THEATRE REVIEW: Lest We Forget ★★

Lest We Forget
The Greenwich Theatre, London
Friday 8th - Sunday 10th November 2019

From 1914 to 1919, we follow our two protagonists William James (Gilbert Kyem Jnr) and Edith Booth (Charlotte Green) as they fight for their passion of love against those who are opposed to the idea due to the colour of their skin. Lest We Forget in this form pays tribute on the centenary of the First World War, but sadly fails to provide heart or a lack of empathy throughout due to an unfocused storyline that fails to lift off the page, with basic conversation speech and lack of flow. 

With a simplistic backdrop of wooden panels to adhere to the tale, we enter the auditorium to already find ourselves in front of Edith and William on opposite sides of the stage in spotlights, which continues to be poorly used to situate ourselves in each others households; with Kyem Jnr towering over the rest of the cast in height, he is rarely lit properly in full form when spending most of his time upstage, which seems like a simple mistake not rectified.
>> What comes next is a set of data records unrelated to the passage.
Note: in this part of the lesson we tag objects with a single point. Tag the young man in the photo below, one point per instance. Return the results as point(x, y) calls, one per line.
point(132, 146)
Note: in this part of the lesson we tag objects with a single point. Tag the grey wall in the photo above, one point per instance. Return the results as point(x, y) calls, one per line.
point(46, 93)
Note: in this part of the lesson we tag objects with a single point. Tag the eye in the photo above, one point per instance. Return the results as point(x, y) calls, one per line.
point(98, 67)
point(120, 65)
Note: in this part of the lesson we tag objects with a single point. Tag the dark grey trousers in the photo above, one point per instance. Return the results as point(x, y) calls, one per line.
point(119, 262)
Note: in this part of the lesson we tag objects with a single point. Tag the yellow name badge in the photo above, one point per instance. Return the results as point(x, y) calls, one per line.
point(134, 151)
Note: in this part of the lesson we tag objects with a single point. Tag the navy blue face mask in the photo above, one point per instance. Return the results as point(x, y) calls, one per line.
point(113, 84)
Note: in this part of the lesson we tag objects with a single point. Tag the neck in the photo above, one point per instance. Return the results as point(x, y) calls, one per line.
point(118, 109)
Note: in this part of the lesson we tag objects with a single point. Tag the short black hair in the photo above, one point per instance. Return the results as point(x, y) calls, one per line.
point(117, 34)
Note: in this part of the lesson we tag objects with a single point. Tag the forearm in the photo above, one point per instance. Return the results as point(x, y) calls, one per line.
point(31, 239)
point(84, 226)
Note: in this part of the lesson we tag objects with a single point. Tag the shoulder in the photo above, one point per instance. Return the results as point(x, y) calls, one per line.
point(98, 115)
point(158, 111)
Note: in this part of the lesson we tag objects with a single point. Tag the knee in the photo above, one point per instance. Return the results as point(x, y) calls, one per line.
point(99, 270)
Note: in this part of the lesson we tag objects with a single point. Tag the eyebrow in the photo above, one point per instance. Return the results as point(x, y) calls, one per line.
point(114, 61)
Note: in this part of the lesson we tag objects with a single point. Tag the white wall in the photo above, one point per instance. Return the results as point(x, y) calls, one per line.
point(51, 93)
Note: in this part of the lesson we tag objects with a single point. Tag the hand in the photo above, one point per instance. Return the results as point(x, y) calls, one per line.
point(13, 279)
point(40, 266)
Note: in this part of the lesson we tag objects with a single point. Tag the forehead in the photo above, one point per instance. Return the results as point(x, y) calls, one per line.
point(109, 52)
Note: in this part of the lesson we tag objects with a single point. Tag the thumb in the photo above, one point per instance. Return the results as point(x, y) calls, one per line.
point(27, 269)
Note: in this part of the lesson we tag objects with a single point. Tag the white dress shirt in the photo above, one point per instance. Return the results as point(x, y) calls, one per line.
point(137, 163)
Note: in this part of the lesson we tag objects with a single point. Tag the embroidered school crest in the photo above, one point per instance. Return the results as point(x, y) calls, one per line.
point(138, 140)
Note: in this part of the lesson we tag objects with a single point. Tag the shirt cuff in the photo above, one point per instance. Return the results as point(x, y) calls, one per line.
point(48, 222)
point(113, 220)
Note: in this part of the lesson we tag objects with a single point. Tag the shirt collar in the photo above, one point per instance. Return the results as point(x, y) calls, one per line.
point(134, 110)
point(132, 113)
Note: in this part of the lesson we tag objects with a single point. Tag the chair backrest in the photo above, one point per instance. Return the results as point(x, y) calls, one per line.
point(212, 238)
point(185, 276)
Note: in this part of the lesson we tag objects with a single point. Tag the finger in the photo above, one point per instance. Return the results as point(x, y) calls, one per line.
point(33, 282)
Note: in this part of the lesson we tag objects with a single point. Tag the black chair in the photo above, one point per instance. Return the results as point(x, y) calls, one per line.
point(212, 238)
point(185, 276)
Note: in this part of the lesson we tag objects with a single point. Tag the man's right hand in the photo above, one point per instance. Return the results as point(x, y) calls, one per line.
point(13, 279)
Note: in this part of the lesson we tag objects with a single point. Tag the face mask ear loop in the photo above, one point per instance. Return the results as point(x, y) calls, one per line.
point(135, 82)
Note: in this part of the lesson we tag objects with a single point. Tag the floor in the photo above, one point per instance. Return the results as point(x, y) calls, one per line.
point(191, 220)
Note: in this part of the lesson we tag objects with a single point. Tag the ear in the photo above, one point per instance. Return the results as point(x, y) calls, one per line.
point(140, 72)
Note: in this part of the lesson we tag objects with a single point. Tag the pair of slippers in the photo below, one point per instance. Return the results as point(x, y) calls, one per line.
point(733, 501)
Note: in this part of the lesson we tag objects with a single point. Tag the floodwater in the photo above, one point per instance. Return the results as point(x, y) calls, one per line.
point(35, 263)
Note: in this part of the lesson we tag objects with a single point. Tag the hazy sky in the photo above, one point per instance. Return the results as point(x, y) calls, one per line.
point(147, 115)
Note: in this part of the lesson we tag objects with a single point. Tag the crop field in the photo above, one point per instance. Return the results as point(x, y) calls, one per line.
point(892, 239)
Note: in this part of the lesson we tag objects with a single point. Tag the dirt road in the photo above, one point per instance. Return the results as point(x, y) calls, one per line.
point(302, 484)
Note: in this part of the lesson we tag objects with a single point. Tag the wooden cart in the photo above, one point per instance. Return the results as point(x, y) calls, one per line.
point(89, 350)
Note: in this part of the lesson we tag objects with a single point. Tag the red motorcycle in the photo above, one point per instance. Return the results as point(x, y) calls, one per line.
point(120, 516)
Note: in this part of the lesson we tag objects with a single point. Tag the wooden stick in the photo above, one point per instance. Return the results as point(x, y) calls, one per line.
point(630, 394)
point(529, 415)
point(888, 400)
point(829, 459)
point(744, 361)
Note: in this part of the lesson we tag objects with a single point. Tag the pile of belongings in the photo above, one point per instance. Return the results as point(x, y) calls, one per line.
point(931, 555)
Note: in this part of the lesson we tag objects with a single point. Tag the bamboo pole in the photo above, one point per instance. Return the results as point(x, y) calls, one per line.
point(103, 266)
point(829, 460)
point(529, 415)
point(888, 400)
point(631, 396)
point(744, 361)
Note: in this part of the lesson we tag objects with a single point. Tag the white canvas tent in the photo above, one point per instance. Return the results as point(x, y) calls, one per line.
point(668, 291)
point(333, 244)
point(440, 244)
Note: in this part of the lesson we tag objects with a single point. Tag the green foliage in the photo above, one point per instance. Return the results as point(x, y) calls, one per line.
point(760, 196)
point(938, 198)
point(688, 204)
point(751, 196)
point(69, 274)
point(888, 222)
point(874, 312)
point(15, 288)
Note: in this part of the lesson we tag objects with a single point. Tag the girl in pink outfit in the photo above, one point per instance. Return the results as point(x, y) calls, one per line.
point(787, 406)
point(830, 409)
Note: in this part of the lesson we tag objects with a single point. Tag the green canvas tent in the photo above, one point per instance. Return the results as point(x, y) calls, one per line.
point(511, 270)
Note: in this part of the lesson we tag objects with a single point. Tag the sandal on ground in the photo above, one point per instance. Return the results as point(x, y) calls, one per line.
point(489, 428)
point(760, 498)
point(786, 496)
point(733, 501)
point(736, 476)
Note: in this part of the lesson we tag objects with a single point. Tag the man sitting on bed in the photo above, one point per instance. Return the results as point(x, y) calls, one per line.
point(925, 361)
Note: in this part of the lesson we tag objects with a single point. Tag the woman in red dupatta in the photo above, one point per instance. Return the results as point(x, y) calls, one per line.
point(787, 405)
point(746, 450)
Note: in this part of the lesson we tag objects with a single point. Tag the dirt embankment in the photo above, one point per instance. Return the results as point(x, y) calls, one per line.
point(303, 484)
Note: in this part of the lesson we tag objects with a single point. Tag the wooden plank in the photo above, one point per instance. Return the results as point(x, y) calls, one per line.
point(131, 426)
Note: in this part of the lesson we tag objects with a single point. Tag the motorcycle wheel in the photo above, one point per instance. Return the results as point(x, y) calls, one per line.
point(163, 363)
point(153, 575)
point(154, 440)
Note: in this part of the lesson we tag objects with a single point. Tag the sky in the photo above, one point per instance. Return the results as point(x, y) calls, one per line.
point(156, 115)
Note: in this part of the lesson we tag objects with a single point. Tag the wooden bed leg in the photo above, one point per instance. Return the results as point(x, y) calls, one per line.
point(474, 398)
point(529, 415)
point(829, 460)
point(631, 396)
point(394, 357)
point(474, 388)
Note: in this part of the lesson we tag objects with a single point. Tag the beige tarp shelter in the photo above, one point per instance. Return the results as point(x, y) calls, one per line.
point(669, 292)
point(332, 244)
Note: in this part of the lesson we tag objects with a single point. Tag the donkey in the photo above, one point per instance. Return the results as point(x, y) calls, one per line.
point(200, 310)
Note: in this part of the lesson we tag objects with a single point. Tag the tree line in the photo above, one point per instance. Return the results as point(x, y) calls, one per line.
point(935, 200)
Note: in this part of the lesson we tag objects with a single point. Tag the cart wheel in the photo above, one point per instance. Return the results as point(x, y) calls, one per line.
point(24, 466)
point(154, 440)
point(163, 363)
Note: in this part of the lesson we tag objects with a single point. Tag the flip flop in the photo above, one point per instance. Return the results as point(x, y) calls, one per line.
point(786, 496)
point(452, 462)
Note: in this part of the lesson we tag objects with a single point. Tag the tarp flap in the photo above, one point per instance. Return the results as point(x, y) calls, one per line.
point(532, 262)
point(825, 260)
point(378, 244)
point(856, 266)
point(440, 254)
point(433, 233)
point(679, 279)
The reputation of dimming and intensifying the design to change sequences becomes draining, and the flood of white light from the left hand entrance facing the stage distracting.

With Kyem Jnr and Green portraying our two leads, Cassandra Hercules and Chris Anderson make up the final two members, with the latter multi rolling to achieve differentiation and a juxtaposition of internal feelings dependant on character; as Edith's brother Dave, he protects his sister without the love of their parents around, and his first encounter of Edith's new love interest is of a distasteful one, but transforming into William's fellow friend Phillip Booth, his complete posture and tone changes. Hercules amongst the four stands out as William's sister Annie, who works alongside Edith and gives a considerable amount of emotion; it's a supporting role which could have done with more exposure, but we are grateful for the scenes in which Hercules partakes. 

Overall, Lest We Forget feels like it knows where it wants it’s tale of forbidden love to head towards, but is unable to give substance with speech that never feels complex and traits of characteristics that feels forced or shoehorned in to make for uncomfortable viewing.